A group of riders called KUMAN have done an investigation amongst their colleagues on how much they pay in maintenance costs (these figures are from conversations the author had with KUMAN riders, which they remembered off hand.)
|Cost||Amount||Frequency||cost per day in rupiah|
|Mobile phone voice plan||20.000||1 Tag||20.000|
|Data plan||75.000||30 Tage||2.500|
|… about 15 cost items|
|average cost per day||130.000|
The drivers usually bring their own motorcycle with them, which costs around 13 million rupees (around €740). The drivers also have to buy one or two helmets and a jacket from the companies for which Grab charges 360,000 rupees and Gojek charges 250,000rupees for one helmet and one jacket. The drivers have to buy two helmets, one for themselves and one for their passenger.
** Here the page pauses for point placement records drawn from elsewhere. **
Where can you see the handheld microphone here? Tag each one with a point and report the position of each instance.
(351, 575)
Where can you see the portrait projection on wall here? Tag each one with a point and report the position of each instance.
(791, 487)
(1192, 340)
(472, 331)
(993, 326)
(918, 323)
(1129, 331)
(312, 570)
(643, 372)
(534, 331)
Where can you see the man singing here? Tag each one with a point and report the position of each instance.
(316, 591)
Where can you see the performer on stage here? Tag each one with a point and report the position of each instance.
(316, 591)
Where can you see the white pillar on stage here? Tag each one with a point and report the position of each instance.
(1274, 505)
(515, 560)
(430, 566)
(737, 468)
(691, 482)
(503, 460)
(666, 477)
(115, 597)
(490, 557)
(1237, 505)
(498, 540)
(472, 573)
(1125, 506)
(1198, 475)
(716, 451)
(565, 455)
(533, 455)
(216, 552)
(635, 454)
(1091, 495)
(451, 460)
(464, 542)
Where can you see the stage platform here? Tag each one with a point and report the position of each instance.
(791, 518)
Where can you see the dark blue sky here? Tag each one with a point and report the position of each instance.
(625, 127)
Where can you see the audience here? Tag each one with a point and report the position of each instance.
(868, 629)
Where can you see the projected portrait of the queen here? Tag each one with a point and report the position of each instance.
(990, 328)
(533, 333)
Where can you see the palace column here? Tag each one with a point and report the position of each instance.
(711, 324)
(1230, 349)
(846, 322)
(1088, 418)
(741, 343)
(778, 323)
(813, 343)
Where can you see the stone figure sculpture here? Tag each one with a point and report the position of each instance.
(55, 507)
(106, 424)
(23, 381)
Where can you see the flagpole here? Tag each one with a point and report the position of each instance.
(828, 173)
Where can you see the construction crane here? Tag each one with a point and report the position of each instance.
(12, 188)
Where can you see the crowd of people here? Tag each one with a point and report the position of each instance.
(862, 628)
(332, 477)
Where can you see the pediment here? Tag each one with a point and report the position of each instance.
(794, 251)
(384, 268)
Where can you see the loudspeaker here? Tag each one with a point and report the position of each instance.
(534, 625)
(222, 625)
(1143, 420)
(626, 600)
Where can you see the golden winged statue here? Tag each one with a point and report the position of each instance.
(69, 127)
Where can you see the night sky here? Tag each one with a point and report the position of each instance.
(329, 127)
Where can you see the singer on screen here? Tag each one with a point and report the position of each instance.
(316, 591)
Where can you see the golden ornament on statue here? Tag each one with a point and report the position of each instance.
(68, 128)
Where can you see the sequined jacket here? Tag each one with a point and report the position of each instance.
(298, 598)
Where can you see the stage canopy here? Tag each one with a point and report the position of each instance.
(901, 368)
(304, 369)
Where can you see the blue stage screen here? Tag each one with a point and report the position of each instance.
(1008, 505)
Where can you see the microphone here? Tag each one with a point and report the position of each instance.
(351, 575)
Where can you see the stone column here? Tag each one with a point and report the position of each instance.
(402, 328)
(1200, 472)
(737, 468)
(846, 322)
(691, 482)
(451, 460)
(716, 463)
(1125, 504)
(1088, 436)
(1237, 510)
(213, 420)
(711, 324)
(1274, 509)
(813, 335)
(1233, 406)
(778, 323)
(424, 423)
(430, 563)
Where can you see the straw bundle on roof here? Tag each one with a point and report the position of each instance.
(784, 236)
One thing which makes Grab and Gojek distinct from similar apps in North America or Europe is that customers can pay in cash. 64% of Indonesians do not possess a Bank account , and even fewer a credit card. While different smartphone-based payment systems have emerged in Indonesia these are not widespread. Because paying in cash makes it more difficult for the company to take a 20% commission, the drivers have to leave a 20% deposit behind of at least 100,000 ruppees when they start driving, from which the company commission is taken.
The drivers can receive payments on a weekly basis. The monthly average earning after costs are around 100,000 rupees per day, which amounts to around €5.70. Before they begin to work for the company the drivers have to pay around 350,000 to 450,000 rupees (three to five days work) to pay for the company helmet and jacket deposit. In Autumn 2018 Gojek stopped hiring drivers. Grab on the other hand continues to hire drivers, which will increase the pressure on the price per km.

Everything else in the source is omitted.